# Simple Auto Correction

In this notebook a simple auto-correction is implemented.
This version 0 does not care about the context or meaning of the words. 
The principle is very simple: First we find all the words that are 1 or 2 edits away from the wrongly spelled word. Then, based on their probability we sort them and give n toppest options.
The probability for each word is the number of times in occurs in our reference corpus that we read from a file.

Although very simple, it is worth to get this version first before looking into more advanced attention model based auto-correction that the probability of the words is calculated based on the context.

In [1]:
import re
from collections import Counter
import numpy as np
import pandas as pd


The corpus is read from a file

In [2]:
def process_data(file_name):
    words = [] 
    
    f = open(file_name, 'r')
    
    text = f.read()
    
    text = text.lower()
    
    words = re.findall(r'\w+', text)
    
    return words

In [3]:
word_l = process_data('./data/shakespeare.txt')
vocab = set(word_l) 

A dictionary is created that stores the number of times each unique word has appeared in the corpus. Also the created set of unique words will be used as our vocabulary, and we can check the existance of the word in it later.

In [4]:
def get_count(word_l):
    
    word_count_dict = {}  
    vocab_ = set(word_l)
    for word in word_l:
        word_count_dict[word] = word_count_dict.get(word, 0) + 1
            
    return word_count_dict

In [5]:
word_count_dict = get_count(word_l)

From the previous dictionary another dictionary is created that stores the probabilty of each word.
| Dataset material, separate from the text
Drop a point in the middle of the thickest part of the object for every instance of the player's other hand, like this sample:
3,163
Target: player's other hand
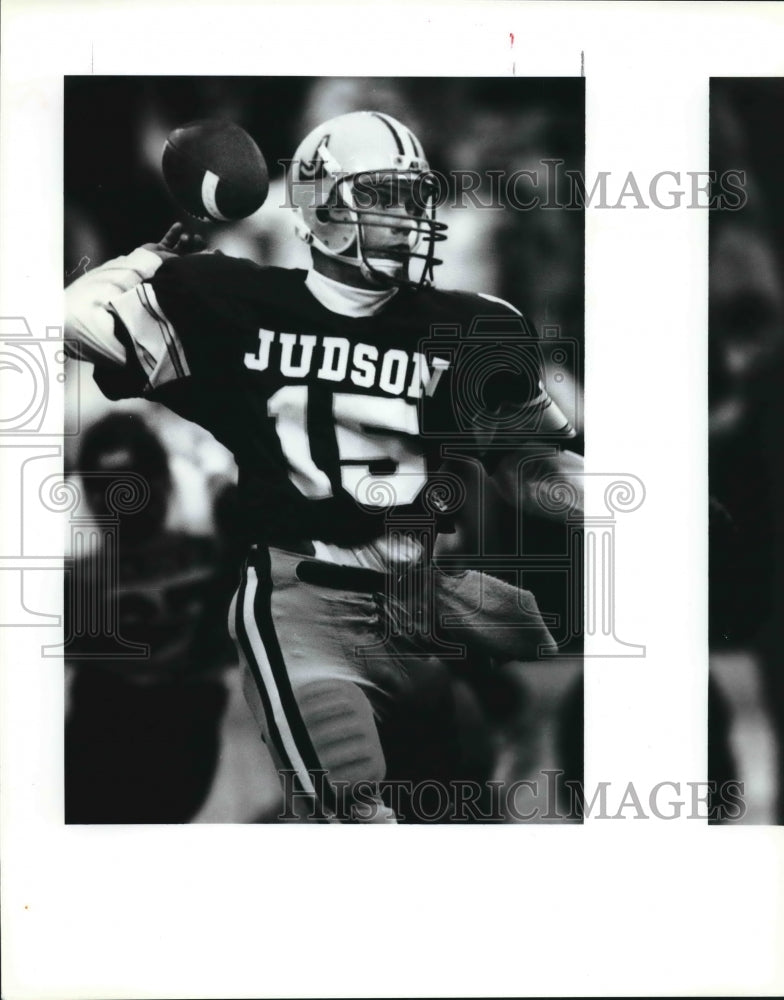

The probability is simpley the number of the times it has shown up the corpus, divided by the number of the words in the corpus.

In [6]:
def get_probs(word_count_dict):
    probs = {}  
    
    M = 0
    for word in word_count_dict:
        M += word_count_dict[word]
    
    for word in word_count_dict:
        probs[word] = word_count_dict[word] / M
    
    return probs

In [7]:
probs = get_probs(word_count_dict)

There are four possible edit options: Delete a character, Switch two adjacent characters, Replace a character with a different one, and Inserting a character. All these edits can occur at different locations for the word.

Here, for each of these edits a function is defined that returns a list for the edit at different locations along the word's length. 
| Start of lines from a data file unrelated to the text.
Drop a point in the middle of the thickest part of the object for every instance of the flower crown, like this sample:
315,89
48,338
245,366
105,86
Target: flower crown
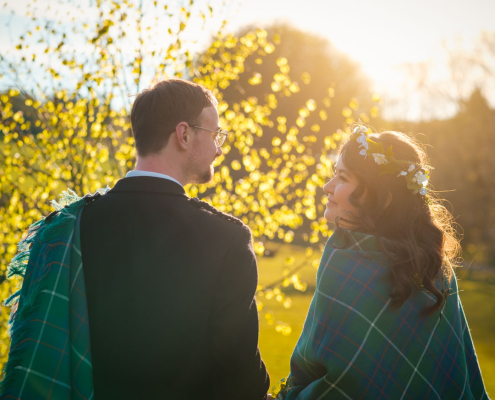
416,176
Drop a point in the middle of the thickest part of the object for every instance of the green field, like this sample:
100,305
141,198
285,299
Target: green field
477,295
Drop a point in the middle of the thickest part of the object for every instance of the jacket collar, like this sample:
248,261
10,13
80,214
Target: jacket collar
149,184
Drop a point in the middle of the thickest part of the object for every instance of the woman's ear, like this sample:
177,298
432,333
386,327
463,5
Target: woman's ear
389,199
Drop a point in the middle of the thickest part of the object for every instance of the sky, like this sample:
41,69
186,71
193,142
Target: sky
381,35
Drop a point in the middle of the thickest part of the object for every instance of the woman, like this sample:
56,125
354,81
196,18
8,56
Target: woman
386,321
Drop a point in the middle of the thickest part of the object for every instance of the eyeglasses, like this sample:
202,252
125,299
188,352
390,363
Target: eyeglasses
220,136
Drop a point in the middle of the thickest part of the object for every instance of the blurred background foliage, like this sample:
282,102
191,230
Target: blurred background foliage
286,96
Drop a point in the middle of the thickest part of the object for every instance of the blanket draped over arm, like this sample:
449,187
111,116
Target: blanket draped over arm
354,346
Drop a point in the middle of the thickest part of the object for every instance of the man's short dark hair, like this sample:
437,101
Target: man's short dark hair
158,109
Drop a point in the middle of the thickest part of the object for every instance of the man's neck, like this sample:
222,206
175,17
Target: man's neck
153,164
Later on, another function would be define to call all of these for a given word, and combine the result of all the edits for it.

In [8]:
def delete_letter(word):
    
    delete_l = []
    split_l = []
    
    for i in range(len(word)):
        delete_l.append(word[:i] + word[i+1:])
    
    return  delete_l

In [9]:
def switch_letter(word):
    
    switch_l = []
    split_l = []
    
    n = len(word)
    for i in range(n):
        a = word[:i] if i >= 0 else ""
        b = word[i] 
        c = word[i+1] if i + 1 < n else ""
        d = word[i+2:] if i + 2 < n else ""
        if len(c) > 0:
            switch_l.append(a + c + b + d)
    
    return switch_l

In [10]:
def replace_letter(word, verbose=False):
    
    replace_l = []
    
    n = len(word)
    for i in range(n):
        a = word[:i]
        b = word[i]
        c = word[i+1:] if i + 1 < n else ""
        for j in range(26):
            rep = chr(j + ord('a'))
            if rep != word[i]:
                replace_l.append(a + (rep) + c)
    
    replace_set = set(replace_l)
    replace_l = sorted(list(replace_set))
    
    return replace_l

In [11]:
def insert_letter(word):
    
    insert_l = []
    split_l = []
    
    for i in range(len(word) + 1):
        split_l.append((word[:i], word[i:]))
    
    for a, b in split_l:
        for i in range(26):
            insert_l.append(a + chr(i + ord('a')) + b)
    
    return insert_l

This function applies all the edits (Delete, Switch, Replace, and Insert) and creates a list of possible options for 1 single edit to the word.

In [12]:
def edit_one_letter(word, allow_switches = True):
 
    edit_one_set = set()
    
    edit_one_set.update(delete_letter(word))
    if allow_switches == True:
        edit_one_set.update(switch_letter(word))
    edit_one_set.update(replace_letter(word))
    edit_one_set.update(insert_letter(word))
    
    return set(edit_one_set)

We also need to look into two edits. For this, first we create the list of one edit options, and for each of them we can apply again the one edit. 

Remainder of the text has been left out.